De bespuiting voor de bloei (alleen bij pitvruchten) is in de eerste plaats tegen schimmels als meeldauw en schurft. Toevoeging van bloem van zwavel, verhindert tevens de aantasting door spint.
Bij pitvruchten is een bespuiting na de bloei, zodra de bloemblaadjes zijn afgevallen, raadzaam. Hierbij gaat het om een gecombineerde bespuiting van insecticiden en organische middelen tegen schurft. Juist direct na de bloei is bij appel en peer het gevaar voor een schurftinfectie het grootst. Alleen bij sterke aantasting door bladluis, rupsen, wintervlinder en andere schadelijke insecten, mag men met systemische middelen werken. Over het algemeen gaat de ongediertebestrijding in de tuin vanzelf door de natuurlijke vijanden.
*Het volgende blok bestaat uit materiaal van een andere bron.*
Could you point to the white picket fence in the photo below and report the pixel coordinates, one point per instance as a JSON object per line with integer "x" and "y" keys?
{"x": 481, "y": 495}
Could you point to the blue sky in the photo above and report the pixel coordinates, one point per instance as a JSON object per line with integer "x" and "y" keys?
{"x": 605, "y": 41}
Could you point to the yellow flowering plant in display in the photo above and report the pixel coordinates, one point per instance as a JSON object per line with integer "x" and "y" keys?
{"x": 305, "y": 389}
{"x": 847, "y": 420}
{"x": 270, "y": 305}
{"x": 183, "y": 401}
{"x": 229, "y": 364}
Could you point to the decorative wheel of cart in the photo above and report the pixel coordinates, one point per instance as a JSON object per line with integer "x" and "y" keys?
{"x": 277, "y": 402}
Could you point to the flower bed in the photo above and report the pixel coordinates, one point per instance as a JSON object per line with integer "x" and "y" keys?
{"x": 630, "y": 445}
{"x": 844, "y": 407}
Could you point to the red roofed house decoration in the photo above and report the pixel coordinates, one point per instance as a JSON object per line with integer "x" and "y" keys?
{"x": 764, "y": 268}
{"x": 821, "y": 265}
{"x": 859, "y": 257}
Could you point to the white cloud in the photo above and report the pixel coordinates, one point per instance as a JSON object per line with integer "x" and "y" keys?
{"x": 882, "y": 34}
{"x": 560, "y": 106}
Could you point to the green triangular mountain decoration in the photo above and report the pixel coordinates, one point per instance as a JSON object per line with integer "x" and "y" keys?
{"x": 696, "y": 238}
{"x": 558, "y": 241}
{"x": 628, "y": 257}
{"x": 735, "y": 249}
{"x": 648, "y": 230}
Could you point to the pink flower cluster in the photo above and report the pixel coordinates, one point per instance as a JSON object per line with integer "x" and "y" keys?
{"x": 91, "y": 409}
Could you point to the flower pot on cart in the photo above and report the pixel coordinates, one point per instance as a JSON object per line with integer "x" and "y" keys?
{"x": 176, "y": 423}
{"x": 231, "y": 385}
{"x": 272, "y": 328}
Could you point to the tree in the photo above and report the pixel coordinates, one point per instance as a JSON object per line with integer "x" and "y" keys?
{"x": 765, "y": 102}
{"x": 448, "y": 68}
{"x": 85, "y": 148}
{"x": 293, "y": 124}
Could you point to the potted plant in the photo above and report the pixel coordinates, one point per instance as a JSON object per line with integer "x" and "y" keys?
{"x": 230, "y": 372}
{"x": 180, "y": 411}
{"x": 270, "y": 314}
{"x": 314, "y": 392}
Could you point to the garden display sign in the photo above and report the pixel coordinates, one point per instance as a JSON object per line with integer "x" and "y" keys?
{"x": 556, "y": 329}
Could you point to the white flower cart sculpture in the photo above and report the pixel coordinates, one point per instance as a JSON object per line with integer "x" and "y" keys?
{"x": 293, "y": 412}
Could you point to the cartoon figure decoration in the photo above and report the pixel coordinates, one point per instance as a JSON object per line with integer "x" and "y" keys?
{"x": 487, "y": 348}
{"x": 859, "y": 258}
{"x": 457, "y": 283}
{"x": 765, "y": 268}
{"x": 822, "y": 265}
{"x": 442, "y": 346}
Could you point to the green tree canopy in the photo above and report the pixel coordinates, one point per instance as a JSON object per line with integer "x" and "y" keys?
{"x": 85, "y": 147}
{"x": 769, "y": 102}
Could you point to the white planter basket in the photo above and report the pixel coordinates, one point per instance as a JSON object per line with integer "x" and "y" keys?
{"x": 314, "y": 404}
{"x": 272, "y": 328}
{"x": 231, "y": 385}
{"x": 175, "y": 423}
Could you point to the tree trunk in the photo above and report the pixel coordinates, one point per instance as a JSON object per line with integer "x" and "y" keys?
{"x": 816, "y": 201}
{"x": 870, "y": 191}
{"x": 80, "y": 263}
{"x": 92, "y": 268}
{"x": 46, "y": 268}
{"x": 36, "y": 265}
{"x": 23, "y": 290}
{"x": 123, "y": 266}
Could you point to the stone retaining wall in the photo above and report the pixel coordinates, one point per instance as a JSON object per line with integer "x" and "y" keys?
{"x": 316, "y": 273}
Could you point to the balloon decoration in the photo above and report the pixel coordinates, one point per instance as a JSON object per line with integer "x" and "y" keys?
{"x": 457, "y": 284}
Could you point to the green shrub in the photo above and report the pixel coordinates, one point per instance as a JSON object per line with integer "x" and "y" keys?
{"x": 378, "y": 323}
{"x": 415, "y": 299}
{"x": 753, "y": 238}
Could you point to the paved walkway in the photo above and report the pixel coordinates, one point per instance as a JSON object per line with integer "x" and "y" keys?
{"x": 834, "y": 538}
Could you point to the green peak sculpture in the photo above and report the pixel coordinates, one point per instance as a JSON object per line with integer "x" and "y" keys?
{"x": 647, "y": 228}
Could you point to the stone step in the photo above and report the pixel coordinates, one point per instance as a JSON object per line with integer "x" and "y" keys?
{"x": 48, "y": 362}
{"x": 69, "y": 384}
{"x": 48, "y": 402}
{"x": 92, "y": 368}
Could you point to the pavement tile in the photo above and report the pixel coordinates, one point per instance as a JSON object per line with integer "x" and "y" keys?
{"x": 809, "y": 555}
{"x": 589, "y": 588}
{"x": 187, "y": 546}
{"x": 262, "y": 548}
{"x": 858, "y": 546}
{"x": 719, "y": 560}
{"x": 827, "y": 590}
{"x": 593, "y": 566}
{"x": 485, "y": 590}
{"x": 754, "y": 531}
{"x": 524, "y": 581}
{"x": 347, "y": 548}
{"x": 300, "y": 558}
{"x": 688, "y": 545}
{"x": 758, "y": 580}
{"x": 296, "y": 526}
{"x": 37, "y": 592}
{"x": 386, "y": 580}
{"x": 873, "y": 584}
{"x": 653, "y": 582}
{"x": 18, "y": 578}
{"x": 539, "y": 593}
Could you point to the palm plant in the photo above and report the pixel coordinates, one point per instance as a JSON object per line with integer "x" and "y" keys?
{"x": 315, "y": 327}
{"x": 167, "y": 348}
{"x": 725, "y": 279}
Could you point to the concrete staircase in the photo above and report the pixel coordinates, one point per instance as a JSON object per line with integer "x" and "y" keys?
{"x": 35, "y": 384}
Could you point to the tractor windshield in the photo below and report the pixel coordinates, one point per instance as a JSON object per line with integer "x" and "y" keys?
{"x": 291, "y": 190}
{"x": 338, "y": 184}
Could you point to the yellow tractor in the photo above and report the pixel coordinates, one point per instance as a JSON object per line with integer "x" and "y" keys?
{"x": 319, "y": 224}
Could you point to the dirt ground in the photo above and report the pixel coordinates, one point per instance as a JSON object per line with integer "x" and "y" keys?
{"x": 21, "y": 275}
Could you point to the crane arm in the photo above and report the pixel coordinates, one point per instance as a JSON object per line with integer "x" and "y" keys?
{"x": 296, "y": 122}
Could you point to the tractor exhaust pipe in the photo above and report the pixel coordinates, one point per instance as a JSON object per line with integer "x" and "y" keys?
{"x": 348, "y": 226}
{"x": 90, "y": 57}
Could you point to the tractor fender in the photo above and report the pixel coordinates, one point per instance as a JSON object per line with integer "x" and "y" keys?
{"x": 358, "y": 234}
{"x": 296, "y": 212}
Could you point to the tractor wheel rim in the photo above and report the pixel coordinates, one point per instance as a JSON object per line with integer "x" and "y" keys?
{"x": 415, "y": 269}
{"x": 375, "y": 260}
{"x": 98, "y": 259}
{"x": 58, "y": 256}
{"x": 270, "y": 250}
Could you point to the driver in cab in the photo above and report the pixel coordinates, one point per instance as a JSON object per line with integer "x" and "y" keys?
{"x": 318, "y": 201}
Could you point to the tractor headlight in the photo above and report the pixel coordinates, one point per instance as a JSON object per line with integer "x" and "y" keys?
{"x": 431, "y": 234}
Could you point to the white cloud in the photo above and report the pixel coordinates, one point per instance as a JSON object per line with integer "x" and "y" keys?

Bij steenvruchten zijn meestal ook alleen fungiciden voldoende. Tegen de gevreesde spint kan men spuiten met zwavel. Onder de schimmelziekten zijn vooral de pruimenroest en de hagelschotziekte te noemen. Bij pitvruchten spuit men ongeveer 14 dagen na de bespuiting van de bloei tegen schurft en meeldauw, nog een tweede keer. Hierbij worden dan alleen maar organische fungiciden gebruikt. Daarenboven zijn er nog bespuitingen tegen de fruitmot. De eerste gebeurt 6 tot 7 weken na de bloei met preparaten die een lange werking hebben, omdat het tijdstip van uitkomen van de larven sterk afhankelijk is van het weer. Deze bespuiting wordt na 3 weken herhaald. Bij goed weer komt begin tot half augustus een tweede generatie rupsen van de fruitmot uit het ei, die door een derde bespuiting preventief wordt behandeld. Aan deze bespuiting voegt men middelen tegen schurft toe om een late aantasting van schurft te voorkomen. Bij pruimen wordt vanaf half juli gespoten zonder toevoeging van een schurftmiddel. Perziken kunnen als het blad begint af te vallen, met koperbevattende middelen worden bespoten tegen de gevaarlijke bladkrulziekte.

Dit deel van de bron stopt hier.